Wall Street Expects Nvidia’s Smallest Post-Earnings Stock Move in Three Years

Financial markets are showing unusually calm expectations for Nvidia’s upcoming quarterly earnings report, with options traders predicting the smallest stock movement following results in at least three years.

Market data reveals that options contracts are pricing in approximately a 5.6% movement in either direction for Thursday, following the chip manufacturer’s earnings announcement. According to analytics company Option Research & Technology Services (ORATS), this represents the most modest anticipated reaction to any Nvidia earnings release over the past three years.

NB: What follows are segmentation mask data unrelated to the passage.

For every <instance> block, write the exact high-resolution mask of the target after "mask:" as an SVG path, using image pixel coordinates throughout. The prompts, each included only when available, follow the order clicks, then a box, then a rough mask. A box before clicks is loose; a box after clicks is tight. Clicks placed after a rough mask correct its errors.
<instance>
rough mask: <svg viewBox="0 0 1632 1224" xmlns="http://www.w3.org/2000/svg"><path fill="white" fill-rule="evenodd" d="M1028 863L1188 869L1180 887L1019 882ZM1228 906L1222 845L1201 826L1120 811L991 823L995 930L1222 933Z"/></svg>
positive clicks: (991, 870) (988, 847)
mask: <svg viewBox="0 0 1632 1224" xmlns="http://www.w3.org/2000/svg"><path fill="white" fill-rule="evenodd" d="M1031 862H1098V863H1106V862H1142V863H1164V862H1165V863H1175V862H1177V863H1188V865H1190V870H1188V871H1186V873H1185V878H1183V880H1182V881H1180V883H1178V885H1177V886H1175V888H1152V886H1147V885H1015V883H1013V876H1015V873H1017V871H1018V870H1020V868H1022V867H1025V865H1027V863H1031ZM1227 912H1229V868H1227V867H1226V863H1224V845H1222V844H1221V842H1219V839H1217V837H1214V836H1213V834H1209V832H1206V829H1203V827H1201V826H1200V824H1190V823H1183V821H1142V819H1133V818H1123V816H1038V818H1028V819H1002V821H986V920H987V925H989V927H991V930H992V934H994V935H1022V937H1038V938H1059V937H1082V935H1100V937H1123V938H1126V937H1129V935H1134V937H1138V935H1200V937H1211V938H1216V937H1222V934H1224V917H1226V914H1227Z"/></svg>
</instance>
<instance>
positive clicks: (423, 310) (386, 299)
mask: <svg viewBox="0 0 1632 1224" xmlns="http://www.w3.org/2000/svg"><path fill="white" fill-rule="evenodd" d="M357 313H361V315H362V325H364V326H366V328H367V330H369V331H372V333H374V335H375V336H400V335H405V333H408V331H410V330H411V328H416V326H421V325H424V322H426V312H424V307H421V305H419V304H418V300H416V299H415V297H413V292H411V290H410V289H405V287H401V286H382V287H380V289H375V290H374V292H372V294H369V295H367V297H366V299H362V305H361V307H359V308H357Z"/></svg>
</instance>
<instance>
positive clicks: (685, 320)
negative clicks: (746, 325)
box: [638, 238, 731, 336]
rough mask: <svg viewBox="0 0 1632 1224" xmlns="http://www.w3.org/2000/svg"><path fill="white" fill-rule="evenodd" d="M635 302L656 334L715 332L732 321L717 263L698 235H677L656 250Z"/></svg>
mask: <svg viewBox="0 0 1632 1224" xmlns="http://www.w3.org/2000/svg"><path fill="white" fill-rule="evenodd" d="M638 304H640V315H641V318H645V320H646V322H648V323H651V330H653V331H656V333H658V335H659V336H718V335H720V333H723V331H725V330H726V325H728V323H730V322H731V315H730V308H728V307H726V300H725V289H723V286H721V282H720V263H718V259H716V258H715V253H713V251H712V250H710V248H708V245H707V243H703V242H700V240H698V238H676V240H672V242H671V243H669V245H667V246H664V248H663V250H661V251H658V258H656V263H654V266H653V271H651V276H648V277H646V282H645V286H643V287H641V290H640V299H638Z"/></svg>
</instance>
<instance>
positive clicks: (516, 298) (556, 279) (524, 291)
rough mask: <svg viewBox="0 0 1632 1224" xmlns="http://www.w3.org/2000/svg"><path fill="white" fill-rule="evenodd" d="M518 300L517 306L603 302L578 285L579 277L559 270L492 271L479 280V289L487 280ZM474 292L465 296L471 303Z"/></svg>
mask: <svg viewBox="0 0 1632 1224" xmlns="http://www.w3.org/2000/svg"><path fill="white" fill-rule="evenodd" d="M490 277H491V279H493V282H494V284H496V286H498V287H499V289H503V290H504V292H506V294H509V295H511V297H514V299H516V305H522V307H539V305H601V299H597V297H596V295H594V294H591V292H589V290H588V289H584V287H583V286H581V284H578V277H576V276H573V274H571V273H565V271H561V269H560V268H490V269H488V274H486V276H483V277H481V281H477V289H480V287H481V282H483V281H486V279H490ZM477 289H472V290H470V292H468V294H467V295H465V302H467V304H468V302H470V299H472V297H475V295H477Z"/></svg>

Though such a percentage swing would still represent roughly $260 billion in market value changes — exceeding the total worth of approximately 90% of companies in the S&P 500 — it falls significantly short of the 7.6% average movement anticipated over the previous 12 quarters, ORATS information shows.

The current market expectations also fall below Nvidia’s actual average post-earnings stock movement of 7.4% during the past three years.

“In a market where single-stock volatility is elevated relative to index volatility, this unusually low event pricing makes Nvidia one of the more interesting catalysts of the week,” stated Chris Murphy, co-head of derivatives strategy at Susquehanna, a market maker in NVDA securities.

Although the S&P 500 has remained within a relatively narrow trading band this year — staying within 2% of its previous year-end closing price — individual companies have experienced dramatic price swings as investors have sold software stocks amid concerns that the artificial-intelligence revolution might transform markets unpredictably.

The restrained expectations for Nvidia’s post-earnings stock reaction may stem from the company’s recent pattern of smaller price movements following quarterly reports, market analysts suggest. Data from ORATS indicates the stock moved more than 5% in just one of its last five quarterly earnings releases.

“Nvidia simply has not been moving the way it used to on earnings,” Murphy from Susquehanna explained.

“With 80+ analysts covering the name and every major fund heavily focused on AI capex trends, positioning and estimates are far more refined than they were during the explosive 2023 phase, when earnings reactions of +14% and +24% were common,” he noted.

“The element of surprise has diminished,” Murphy added.

During this earnings period, options traders have typically profited by wagering that stocks would experience larger-than-anticipated movements after companies released their financial results.

Despite Nvidia’s approximately 8% weighting in the S&P 500 and its dominant position in artificial intelligence — factors that make its earnings critical for broader market performance — traders are forecasting only a moderate short-term stock reaction.

“It does feel like regardless of how good the report is and their guidance, that probably has already been baked in and we will get a muted reaction as we have for most of earnings season where option sellers most likely win and collect premium from speculators of a very outsized move,” Ken Mahoney, CEO of Mahoney Asset Management, wrote in a research note.

Nvidia’s stock price has increased approximately 3% year-to-date but has declined roughly 8% since reaching a record closing peak in late October.